Several breast cancer risk prediction models such as the Gail model and the Tyrer-Cuzick model included other breast cancer risk factors, for instance, weight and age of menarche (Amir et al. 2003). These were not available for our analysis as the original study focused on familial risk. These risk factors are likely to be important predictors of the need for specialist assessment for breast cancer risk and should be considered in future research. To illustrate this, the PROCAS study compared the number of breast cancers detected using NICE guidelines versus the Tyrer-Cuzick model for familial breast cancer risk assessment in women attending routine mammographic screening; the Tyrer-Cuzick model classified more women at risk (8.8% versus 3.7%) and detected more with breast cancer (8 versus 5 of 37 cases detected) (Evans et al. 2014).

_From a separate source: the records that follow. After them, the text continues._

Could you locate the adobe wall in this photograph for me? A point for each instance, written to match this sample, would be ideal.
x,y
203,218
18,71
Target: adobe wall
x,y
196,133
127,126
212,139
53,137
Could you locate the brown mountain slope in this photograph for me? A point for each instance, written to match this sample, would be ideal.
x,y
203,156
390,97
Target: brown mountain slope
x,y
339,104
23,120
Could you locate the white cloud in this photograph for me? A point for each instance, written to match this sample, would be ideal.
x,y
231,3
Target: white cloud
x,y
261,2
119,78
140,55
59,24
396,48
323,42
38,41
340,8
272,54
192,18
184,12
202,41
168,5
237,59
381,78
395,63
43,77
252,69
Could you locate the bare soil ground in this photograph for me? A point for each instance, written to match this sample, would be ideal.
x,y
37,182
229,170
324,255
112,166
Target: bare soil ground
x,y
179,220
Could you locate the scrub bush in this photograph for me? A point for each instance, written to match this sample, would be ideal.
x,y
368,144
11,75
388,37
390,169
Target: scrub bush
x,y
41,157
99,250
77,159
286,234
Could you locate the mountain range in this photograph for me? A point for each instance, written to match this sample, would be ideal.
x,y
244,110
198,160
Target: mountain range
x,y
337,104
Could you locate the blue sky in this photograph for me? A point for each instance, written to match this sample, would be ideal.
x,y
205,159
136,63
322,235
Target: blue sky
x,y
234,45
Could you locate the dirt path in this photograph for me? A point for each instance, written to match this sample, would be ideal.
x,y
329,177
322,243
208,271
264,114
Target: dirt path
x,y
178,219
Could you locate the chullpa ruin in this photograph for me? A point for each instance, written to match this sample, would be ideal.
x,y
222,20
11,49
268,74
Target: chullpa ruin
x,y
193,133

The exploratory nature of this study may result in type 1 error: confirmation of the finding in a different dataset would be desirable. The multivariable model also needs to be tested on longer term outcomes, such as the outcomes after secondary care assessment or cancer incidence. The uncertain risk group needs more investigation through other cohort studies or qualitative methods involving clinicians to explore what determines referral recommendations.

Conclusion and clinical implications

Clinical guideline recommends taking a comprehensive family history when assessing familial breast cancer risk (NICE 2013). This can be challenging for primary care clinicians who have limited consultation time. This study confirmed the salient family history components that primary care clinicians need to pay particular attention to when identifying patients who need secondary care referral. Prostate cancer family history needs to be considered when assessing a woman’s familial breast cancer risk, in addition to the well-known risk factors of breast and ovarian cancer family history.